First, the layout. You’ll be given approximately 1 oz tastes and a stemmed wine glass. You may also be served bottle water. This is to cleanse your palate (fancy for rinse your mouth) between each different wine you taste. It’s considered appropriate to handle the glass by the stem as this will prevent your hand from heating up the wine in the glass. Often there will be some sort of cracker or other snack, again to cleanse the palate.
You can tell a lot about a wine – whether a white or red – by the color. You’ll never see wine tastings done with any other color glasses than clear for this reason. So whether you’re tasting a Cabernet Sauvignon, a Chenin Blanc, Riesling or any other variety, take time to examine the color and appreciate it’s tone and richness.
If you’ve ever wondered why wine tasters jiggle the glass so the wine swirls around prior to sipping it, there are a few reasons you should know. First, and this relates more to red wines, they examine the how the traces of wine from the swirl stream back down the side of the inside of the glass. If it streams in visible sheets, it is said that “the wine has legs”. The other reason for doing the swirl is to help bring out the flavor. Remember, it’s been cooped up in a bottle for quite a while. Giving it some oxygen will enhance the flavors.
So you receive your glass by the stem, examine the color, slosh it around a little and then you taste it, right? Almost, but not yet. First, you “take in the bouquet” (fancy for smell it). Quite a process, huh? Since wine is meant to be a sensory experience, you’ll basically do everything but dip your toes in it to get the full effect. For some people smelling the wine can be even better than drinking it. Don’t be afraid to get your nose right in the glass. And take your time, that’s how it’s done.
And, finally, you get to taste it. But don’t just take a sip.
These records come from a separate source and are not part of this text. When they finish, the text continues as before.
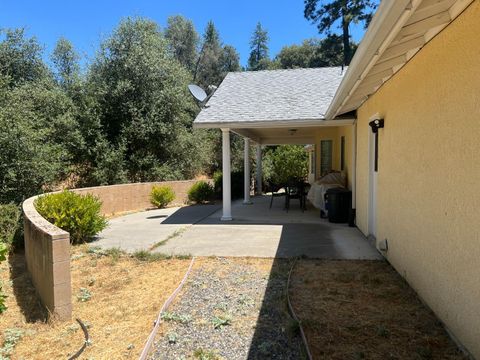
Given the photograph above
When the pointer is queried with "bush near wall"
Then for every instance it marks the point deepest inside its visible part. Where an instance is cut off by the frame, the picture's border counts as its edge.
(237, 180)
(161, 195)
(9, 217)
(75, 213)
(9, 221)
(200, 192)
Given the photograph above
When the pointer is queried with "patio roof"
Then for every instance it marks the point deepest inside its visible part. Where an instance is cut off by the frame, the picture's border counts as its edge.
(271, 98)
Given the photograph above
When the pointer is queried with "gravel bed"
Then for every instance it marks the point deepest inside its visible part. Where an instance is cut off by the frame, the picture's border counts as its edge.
(230, 309)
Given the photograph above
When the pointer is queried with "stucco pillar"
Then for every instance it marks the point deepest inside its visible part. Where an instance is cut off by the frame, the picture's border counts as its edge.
(246, 171)
(258, 189)
(226, 175)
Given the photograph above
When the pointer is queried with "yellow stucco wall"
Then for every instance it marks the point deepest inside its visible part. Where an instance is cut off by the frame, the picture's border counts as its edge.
(428, 204)
(335, 134)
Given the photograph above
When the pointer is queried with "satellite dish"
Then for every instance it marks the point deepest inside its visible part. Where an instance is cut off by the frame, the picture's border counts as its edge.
(197, 92)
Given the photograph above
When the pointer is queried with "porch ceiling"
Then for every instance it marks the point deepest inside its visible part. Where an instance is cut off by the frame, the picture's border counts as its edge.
(282, 135)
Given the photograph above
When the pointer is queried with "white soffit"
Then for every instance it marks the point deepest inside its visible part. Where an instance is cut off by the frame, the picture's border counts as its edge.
(419, 22)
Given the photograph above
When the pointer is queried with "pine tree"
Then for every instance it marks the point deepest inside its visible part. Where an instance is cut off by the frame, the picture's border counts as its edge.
(326, 14)
(259, 59)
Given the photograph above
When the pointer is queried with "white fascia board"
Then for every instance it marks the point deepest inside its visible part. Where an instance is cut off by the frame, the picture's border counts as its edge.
(383, 26)
(273, 124)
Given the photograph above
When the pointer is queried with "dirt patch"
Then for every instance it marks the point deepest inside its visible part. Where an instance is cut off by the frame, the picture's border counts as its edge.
(365, 310)
(118, 297)
(231, 309)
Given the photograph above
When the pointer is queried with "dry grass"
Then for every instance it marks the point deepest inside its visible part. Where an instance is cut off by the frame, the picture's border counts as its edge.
(365, 310)
(126, 295)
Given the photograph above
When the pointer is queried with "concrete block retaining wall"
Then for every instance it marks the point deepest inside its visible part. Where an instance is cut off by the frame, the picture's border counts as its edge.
(47, 247)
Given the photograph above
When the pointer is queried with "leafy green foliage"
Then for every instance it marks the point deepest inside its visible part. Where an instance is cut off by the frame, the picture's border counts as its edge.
(200, 192)
(313, 53)
(78, 214)
(39, 132)
(9, 217)
(21, 57)
(288, 163)
(65, 59)
(182, 40)
(161, 195)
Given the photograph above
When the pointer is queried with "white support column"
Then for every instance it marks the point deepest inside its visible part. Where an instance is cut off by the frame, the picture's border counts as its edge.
(258, 189)
(226, 175)
(246, 171)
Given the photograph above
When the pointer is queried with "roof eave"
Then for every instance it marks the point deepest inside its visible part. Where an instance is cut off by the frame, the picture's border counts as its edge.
(387, 22)
(288, 123)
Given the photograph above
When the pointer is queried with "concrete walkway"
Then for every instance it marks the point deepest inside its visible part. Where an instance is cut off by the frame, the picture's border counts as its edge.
(256, 231)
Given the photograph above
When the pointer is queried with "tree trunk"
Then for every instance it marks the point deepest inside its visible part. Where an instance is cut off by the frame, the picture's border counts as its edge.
(347, 50)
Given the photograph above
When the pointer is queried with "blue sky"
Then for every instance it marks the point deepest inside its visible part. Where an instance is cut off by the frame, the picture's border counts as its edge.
(87, 22)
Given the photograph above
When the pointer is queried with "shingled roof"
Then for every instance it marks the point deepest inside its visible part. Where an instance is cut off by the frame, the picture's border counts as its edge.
(271, 96)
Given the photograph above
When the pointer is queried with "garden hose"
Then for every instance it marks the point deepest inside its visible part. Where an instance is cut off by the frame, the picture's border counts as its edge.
(85, 343)
(165, 306)
(294, 315)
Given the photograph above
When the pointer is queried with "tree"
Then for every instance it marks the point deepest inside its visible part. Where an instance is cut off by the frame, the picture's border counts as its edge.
(328, 14)
(144, 107)
(313, 53)
(20, 57)
(209, 66)
(258, 59)
(65, 60)
(230, 59)
(183, 40)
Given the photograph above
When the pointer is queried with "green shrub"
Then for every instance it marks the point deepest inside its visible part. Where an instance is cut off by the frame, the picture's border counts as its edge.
(237, 181)
(200, 192)
(75, 213)
(9, 218)
(161, 195)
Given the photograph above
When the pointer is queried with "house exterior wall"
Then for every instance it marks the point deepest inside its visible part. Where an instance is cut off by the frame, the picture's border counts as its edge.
(428, 197)
(335, 134)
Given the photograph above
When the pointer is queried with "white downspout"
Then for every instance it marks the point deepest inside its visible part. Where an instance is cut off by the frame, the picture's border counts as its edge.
(226, 176)
(258, 189)
(354, 169)
(246, 171)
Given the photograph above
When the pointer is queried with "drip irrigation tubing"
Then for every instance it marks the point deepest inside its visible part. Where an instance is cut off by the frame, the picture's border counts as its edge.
(165, 306)
(294, 315)
(85, 343)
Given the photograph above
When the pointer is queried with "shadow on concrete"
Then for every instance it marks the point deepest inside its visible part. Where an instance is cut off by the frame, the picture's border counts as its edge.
(191, 214)
(157, 217)
(24, 291)
(259, 231)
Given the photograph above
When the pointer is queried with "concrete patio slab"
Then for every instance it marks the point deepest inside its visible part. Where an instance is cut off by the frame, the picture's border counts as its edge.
(142, 230)
(256, 231)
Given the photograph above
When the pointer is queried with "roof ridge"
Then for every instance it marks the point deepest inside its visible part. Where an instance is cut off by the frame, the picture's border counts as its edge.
(286, 70)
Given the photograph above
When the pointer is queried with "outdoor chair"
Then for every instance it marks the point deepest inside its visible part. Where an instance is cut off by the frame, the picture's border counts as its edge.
(275, 191)
(297, 190)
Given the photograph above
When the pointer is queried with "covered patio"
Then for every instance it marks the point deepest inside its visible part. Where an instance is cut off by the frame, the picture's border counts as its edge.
(280, 107)
(256, 231)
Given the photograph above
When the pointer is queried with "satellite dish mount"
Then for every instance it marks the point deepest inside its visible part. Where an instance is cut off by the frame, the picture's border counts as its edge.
(200, 95)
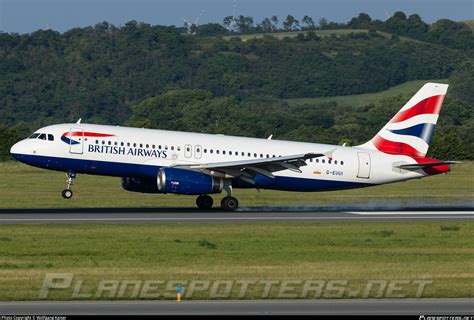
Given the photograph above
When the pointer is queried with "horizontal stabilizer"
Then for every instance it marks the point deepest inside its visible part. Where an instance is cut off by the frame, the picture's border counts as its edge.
(415, 166)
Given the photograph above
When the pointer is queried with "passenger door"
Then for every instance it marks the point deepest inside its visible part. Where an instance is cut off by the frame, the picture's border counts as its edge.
(197, 152)
(364, 165)
(188, 151)
(76, 140)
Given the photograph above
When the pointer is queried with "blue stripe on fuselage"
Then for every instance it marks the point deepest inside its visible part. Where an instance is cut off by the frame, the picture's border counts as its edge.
(118, 169)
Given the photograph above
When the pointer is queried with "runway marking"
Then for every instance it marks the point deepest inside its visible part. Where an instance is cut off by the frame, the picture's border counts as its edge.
(446, 213)
(234, 218)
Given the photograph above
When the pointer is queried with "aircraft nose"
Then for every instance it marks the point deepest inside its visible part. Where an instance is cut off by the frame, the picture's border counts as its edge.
(17, 150)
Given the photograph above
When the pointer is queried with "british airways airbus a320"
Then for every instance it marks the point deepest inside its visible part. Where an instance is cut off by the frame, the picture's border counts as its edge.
(158, 161)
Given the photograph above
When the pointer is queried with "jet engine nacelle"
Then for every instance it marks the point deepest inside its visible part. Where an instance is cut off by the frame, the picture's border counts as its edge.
(143, 185)
(182, 181)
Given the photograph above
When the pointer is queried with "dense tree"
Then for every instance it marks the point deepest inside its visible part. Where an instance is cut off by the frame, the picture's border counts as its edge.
(308, 23)
(157, 76)
(291, 23)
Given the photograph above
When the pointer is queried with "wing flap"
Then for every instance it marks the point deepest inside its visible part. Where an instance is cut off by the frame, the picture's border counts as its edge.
(246, 170)
(415, 166)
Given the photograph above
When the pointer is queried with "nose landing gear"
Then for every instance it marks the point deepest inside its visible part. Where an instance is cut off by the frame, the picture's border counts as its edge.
(67, 193)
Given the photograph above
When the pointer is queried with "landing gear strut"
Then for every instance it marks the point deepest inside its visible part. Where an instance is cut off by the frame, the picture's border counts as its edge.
(204, 201)
(229, 203)
(67, 193)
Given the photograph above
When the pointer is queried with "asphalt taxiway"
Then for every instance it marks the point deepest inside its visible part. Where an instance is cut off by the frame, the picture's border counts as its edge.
(167, 215)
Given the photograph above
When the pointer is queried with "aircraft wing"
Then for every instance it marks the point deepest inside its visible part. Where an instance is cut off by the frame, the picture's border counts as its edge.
(415, 166)
(246, 170)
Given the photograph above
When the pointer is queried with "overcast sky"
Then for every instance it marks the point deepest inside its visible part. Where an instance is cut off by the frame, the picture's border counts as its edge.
(25, 16)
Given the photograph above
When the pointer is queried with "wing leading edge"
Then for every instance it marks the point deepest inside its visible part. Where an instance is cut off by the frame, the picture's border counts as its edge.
(246, 170)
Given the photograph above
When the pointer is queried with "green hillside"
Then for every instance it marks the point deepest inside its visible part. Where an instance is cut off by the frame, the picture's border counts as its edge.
(405, 90)
(470, 23)
(305, 85)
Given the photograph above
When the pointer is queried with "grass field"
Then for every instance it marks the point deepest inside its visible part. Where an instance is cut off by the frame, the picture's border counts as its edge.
(22, 186)
(406, 90)
(470, 23)
(349, 253)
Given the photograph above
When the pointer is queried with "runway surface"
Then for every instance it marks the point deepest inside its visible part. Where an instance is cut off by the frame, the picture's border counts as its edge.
(166, 215)
(384, 307)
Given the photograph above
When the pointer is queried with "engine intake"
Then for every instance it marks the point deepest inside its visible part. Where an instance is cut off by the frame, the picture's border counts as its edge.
(182, 181)
(143, 185)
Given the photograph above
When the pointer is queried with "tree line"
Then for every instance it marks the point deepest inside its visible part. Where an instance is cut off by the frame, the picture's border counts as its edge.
(160, 76)
(446, 32)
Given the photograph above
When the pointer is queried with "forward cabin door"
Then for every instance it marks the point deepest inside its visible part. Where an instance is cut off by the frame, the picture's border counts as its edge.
(76, 140)
(364, 165)
(188, 151)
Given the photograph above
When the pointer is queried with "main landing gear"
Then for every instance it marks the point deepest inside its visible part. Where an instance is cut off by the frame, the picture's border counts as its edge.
(67, 193)
(228, 203)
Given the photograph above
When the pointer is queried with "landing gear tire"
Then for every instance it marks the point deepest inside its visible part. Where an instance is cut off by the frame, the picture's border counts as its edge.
(204, 202)
(67, 193)
(229, 204)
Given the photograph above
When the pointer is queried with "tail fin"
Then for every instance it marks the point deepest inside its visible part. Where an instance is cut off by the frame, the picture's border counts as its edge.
(410, 130)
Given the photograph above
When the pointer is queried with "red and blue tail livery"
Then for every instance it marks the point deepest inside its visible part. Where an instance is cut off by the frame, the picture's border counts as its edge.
(159, 161)
(410, 130)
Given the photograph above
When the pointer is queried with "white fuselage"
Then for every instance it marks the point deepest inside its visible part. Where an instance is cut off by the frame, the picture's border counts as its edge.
(135, 152)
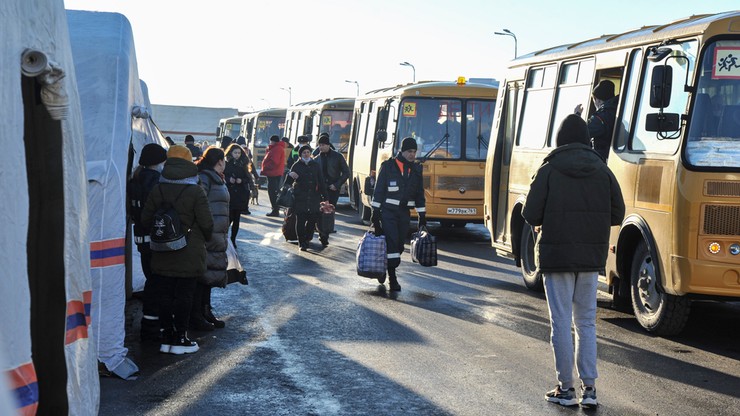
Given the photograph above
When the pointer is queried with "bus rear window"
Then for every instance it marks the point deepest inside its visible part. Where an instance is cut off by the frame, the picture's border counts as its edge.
(714, 130)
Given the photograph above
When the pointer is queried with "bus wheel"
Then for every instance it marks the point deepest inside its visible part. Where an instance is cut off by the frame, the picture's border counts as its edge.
(657, 311)
(364, 212)
(532, 278)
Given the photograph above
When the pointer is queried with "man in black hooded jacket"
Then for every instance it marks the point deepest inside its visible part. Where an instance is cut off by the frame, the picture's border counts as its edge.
(573, 200)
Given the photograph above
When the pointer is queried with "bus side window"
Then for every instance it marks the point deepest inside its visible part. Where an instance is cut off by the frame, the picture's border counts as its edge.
(624, 120)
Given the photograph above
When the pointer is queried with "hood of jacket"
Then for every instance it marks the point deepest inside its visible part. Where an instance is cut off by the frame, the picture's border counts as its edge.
(576, 160)
(176, 168)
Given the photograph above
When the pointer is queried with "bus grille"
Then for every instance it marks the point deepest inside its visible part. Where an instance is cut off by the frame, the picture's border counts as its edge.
(722, 220)
(454, 183)
(722, 188)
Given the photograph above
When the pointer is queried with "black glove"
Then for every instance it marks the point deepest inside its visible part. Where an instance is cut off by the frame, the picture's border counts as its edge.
(422, 219)
(375, 218)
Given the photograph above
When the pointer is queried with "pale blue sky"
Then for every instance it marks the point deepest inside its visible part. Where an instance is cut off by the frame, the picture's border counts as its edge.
(240, 53)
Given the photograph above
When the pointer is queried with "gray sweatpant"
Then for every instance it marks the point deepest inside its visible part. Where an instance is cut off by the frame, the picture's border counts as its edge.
(571, 299)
Swish it around in your mouth for a few seconds to get the full flavor. Some people even take a very small sip, hold it in the front of their mouth and gently pull in a little air through their mouth as well. This aerates the wine and adds to the flavor as well. What might be considered impolite at a dinner table is perfect for tasting wine. By the way, it’s perfectly fine to either swallow the wine or spit it out if there is a bucket provided for that purpose, which there usually is.
It never hurts to brush up on your basic knowledge of wine before going to a wine event or tasting. It will help you get more out of it. But whether you do or not, following the wine tasting tips outlined above will have you fit in just fine and get more out of it than you might have otherwise. And the more you do it, the more you will probably get into it.